4.3 Per-Model Config Files

Files in config/ (e.g., config/sonnet-4-5.yaml, config/nova-pro.yaml) override only the models.executor.model_id field. The batch runner (run_batch_evaluation.py) discovers these automatically by scanning config/*.yaml and excluding default.yaml.

5. Stage-by-Stage Pipeline Design

5.1 Stage 1: Execution (`packages/execution`)

This is the core of the framework. It uses the Strands SDK multi-agent orchestration to run the full AIDLC workflow.

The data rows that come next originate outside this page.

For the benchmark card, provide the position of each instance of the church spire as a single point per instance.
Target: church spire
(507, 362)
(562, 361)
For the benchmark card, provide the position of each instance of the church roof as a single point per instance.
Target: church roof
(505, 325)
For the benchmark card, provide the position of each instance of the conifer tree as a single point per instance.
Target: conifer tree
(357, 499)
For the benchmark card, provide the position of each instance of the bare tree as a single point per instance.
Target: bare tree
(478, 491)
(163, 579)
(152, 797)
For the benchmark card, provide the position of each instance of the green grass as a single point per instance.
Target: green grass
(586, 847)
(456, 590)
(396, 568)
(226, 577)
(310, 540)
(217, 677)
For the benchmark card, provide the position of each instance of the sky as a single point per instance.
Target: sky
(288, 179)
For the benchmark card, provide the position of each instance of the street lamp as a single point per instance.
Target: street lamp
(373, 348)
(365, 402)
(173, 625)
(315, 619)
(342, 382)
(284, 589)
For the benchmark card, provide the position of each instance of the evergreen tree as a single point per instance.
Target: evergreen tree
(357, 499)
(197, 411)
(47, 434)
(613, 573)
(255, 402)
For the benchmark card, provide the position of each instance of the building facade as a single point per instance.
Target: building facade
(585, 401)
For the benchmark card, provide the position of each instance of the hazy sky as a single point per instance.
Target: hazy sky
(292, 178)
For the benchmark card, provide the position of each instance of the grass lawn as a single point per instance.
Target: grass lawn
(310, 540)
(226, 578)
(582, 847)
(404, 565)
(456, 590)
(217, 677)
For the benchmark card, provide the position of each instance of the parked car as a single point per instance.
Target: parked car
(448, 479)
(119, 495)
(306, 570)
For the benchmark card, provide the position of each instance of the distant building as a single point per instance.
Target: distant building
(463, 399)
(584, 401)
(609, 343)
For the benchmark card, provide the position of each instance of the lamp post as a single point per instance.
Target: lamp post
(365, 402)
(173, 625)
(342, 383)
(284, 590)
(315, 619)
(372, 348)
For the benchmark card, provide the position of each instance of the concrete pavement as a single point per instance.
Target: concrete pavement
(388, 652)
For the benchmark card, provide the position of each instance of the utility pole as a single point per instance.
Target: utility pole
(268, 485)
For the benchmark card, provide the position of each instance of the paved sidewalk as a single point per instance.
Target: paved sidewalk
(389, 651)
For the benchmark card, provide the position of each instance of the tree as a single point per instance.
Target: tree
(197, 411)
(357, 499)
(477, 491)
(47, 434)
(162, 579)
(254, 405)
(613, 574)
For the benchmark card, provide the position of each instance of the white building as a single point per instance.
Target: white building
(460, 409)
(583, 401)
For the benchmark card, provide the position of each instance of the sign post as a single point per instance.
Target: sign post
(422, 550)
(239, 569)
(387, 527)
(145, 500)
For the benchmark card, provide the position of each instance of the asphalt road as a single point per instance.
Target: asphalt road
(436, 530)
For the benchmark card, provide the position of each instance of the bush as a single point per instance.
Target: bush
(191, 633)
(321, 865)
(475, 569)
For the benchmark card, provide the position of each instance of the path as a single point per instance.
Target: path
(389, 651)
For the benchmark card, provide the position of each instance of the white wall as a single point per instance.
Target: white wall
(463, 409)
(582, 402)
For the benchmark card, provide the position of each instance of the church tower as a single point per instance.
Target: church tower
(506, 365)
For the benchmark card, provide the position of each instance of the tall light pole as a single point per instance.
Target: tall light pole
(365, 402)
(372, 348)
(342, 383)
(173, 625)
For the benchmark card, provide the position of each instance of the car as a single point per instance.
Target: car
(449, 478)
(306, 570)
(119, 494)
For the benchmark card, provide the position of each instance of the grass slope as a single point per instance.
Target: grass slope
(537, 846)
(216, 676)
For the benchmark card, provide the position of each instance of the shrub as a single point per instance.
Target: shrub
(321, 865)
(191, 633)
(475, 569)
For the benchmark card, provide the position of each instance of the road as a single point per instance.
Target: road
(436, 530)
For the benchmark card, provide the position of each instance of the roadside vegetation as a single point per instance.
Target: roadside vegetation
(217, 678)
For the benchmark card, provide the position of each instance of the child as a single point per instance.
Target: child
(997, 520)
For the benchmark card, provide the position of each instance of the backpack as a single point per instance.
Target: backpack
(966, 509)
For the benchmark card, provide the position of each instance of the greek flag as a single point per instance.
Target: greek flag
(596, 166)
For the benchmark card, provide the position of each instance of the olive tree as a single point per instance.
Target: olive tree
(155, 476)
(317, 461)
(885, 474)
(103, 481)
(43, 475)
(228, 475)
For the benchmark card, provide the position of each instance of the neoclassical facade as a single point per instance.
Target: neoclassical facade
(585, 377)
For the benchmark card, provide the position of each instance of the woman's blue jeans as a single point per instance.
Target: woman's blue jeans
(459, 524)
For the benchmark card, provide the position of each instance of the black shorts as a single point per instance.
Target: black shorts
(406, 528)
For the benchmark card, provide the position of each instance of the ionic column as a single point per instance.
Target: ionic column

Two-Agent Swarm Architecture

                    ┌──────────────────────┐
                    │   Strands Swarm      │
                    │                      │
  initial prompt ──►│  ┌────────────────┐  │
                    │  │   Executor     │  │
                    │  │   Agent        │◄─┤── handoff ──┐
                    │  │                ├──┤── handoff ──│
                    │  └────────────────┘  │             │
                    │                      │  ┌──────────▼─┐
                    │                      │  │ Simulator  │
                    │                      │  │ Agent      │
                    │                      │  └────────────┘
                    └──────────────────────┘

Executor Agent — Drives the AIDLC workflow through all phases (Inception → Construction). It:

Loads AIDLC rule files on demand via the load_rule tool (lazy loading keeps context window usage low)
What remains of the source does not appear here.